Types of Games to Use Batteries

  • Not all Super Nintendo games featured batteries inside of the cartridge; this can be due to some games not being long enough to necessitate it or companies not willing to spend the extra money for the battery and going with a password system instead. However, there are some genres where, due to the length of the game, a battery was nearly always included. These include the role-playing game genre, with games like "Chrono Trigger" or "Final Fantasy III," as most RPGs are 20 to 30 hours long with many variables to keep track of. Some of the longer games in the platforming genre, such as "Super Metroid" and "Super Mario World," also use batteries. If you must create a save file at the beginning of the game, that's a good indication that the game uses a lithium battery to save your progress.

Testing the Cartridge

  • Testing a cartridge to see if the battery is non-functioning is very simple. Play through the game until you reach the first point you can save and turn the system off after saving. Power the system on and load the game. If your save is deleted, the lithium battery is depleted. Always make sure to test a cartridge if possible when you are purchasing Super Nintendo games.

Fixing the Battery

  • There are a few possible methods to fix your battery. One solution is to open the cartridge, remove the old CR2032 battery and solder a new battery onto the cartridge. However, even the slightest error can make your cartridge permanently unplayable. You can also use electric tape to hold the battery in place instead of soldering it in. However, the tape will eventually come unstuck, which means it is not a permanent solution. Finally, contact a repair shop if you have one in your area. Many independent, locally-owned video game stores offer repair services for a fee.
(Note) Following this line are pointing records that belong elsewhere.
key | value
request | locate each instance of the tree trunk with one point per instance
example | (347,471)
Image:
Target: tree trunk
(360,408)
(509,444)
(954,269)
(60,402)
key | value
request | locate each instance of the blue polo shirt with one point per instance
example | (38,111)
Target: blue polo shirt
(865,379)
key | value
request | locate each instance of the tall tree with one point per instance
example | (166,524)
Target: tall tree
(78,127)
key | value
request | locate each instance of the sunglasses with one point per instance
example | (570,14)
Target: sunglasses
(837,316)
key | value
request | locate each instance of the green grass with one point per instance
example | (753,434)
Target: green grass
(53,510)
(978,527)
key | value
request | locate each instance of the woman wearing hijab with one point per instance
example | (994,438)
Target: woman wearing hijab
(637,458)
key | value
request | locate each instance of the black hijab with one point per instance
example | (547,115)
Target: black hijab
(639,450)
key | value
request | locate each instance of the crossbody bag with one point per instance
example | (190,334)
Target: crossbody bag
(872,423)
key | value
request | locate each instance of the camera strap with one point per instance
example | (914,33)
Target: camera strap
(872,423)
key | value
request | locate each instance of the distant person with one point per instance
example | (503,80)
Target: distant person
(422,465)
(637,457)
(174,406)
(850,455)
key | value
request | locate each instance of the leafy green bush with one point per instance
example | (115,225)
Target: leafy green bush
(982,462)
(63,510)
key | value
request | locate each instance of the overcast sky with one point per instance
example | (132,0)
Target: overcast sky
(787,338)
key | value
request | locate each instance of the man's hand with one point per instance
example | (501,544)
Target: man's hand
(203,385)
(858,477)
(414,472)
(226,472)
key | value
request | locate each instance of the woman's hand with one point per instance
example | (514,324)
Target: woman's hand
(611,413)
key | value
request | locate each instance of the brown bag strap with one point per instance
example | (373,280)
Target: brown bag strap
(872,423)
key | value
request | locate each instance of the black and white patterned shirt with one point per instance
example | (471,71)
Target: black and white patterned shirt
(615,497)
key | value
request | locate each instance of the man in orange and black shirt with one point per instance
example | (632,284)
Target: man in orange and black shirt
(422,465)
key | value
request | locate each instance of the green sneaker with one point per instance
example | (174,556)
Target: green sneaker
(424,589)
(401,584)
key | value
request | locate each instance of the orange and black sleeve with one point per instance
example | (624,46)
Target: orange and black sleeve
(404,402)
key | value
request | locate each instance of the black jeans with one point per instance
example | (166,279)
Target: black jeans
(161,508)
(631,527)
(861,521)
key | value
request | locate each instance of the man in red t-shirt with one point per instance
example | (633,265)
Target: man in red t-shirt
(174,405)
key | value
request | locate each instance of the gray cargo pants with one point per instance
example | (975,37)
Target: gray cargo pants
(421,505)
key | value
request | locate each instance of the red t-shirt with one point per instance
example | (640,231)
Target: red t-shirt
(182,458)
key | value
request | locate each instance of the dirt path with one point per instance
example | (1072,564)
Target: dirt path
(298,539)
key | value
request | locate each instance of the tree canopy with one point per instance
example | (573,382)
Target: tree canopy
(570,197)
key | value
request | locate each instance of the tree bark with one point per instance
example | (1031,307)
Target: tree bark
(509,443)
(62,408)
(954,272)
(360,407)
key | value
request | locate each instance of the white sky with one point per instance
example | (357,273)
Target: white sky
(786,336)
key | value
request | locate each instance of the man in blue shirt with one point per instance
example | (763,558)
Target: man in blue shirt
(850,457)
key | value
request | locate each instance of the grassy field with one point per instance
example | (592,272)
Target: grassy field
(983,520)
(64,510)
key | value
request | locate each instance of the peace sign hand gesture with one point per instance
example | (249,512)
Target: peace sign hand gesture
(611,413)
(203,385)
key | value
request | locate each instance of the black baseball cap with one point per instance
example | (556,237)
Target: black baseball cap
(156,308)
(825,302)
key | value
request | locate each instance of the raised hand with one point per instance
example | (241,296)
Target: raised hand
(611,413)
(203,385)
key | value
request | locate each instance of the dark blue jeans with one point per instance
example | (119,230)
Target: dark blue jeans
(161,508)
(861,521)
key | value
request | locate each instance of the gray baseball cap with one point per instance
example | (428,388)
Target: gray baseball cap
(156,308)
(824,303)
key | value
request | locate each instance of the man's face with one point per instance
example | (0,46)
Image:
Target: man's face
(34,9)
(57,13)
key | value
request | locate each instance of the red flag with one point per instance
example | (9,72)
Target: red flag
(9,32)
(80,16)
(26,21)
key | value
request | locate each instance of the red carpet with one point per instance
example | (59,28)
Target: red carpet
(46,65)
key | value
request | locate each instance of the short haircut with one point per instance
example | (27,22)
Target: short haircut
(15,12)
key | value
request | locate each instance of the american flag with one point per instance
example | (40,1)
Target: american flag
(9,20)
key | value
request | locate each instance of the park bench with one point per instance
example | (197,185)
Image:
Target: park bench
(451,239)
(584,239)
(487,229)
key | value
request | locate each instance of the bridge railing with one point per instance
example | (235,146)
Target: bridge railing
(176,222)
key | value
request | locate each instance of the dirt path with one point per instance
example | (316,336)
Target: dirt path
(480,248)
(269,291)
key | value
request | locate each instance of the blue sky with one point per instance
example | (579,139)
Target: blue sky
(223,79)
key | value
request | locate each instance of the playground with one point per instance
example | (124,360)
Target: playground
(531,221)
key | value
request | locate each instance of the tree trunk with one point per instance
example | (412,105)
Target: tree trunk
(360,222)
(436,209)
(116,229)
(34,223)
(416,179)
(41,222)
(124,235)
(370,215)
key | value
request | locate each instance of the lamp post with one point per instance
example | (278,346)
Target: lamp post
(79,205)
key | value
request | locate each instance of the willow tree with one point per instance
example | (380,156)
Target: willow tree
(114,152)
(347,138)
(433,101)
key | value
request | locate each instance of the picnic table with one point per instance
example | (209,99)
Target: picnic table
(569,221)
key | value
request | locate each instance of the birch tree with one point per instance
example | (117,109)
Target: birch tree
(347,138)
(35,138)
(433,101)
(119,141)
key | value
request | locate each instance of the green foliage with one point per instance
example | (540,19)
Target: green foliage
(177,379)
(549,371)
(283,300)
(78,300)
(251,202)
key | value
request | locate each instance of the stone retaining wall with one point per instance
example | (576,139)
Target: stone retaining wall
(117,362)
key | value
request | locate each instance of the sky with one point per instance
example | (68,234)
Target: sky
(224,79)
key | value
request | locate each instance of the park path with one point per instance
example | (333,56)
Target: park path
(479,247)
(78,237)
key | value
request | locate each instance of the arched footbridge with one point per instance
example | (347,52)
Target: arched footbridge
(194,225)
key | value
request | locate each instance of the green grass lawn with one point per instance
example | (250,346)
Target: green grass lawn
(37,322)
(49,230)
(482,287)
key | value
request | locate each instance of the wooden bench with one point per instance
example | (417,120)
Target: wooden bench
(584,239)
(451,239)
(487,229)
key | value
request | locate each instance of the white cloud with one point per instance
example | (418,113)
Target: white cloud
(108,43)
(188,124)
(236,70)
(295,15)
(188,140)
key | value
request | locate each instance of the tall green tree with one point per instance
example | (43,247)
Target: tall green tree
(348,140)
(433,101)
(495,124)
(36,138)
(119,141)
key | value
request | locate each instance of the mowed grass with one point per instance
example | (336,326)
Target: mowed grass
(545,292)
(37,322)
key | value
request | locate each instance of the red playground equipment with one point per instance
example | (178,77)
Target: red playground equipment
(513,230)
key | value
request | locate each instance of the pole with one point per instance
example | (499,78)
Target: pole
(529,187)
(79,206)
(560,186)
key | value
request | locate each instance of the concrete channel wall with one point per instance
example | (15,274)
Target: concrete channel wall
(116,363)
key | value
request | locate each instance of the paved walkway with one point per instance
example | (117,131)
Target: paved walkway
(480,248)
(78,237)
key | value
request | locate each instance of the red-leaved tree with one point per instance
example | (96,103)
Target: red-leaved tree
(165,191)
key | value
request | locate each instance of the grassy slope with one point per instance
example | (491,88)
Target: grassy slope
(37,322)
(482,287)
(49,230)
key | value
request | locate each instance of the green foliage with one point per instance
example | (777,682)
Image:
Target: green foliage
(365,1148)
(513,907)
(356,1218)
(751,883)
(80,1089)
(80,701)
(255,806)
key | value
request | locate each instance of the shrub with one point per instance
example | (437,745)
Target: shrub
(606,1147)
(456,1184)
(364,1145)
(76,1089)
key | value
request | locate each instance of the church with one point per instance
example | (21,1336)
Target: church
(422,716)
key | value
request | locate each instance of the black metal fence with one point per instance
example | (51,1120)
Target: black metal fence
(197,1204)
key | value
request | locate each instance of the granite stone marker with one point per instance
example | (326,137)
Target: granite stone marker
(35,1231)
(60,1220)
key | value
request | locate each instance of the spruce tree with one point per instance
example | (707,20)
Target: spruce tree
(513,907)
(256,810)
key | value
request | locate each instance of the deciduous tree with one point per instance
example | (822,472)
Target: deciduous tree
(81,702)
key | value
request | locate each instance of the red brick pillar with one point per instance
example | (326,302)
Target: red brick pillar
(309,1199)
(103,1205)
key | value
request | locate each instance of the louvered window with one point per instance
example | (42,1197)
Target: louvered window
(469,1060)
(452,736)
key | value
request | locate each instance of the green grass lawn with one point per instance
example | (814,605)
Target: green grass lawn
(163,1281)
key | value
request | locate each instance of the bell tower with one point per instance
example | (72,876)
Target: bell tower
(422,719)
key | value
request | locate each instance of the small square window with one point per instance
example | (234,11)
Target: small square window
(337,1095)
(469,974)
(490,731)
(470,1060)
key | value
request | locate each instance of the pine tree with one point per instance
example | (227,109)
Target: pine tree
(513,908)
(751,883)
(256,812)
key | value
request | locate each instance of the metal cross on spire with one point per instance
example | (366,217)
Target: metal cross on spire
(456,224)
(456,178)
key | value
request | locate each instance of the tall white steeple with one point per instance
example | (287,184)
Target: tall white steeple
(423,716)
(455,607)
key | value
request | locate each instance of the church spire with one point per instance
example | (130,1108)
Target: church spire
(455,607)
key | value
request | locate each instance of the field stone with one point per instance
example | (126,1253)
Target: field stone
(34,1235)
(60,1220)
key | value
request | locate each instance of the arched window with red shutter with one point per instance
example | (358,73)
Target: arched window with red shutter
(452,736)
Alternatives to Super Nintendo Cartridges

  • While some prefer to play Super Nintendo games on the original system with the original cartridges, alternatives do exist. Nintendo, along with other third parties such as SquareEnix and Capcom, make many of their Super Nintendo games available as digital downloads for the Wii. These games can be downloaded, played and saved directly to the Wii without the hassle of worrying about a lithium battery. Additionally, some companies make their back catalog available on other systems. Game Boy Advance users can play "Final Fantasy III," while PlayStation 3 users can play "Chrono Trigger."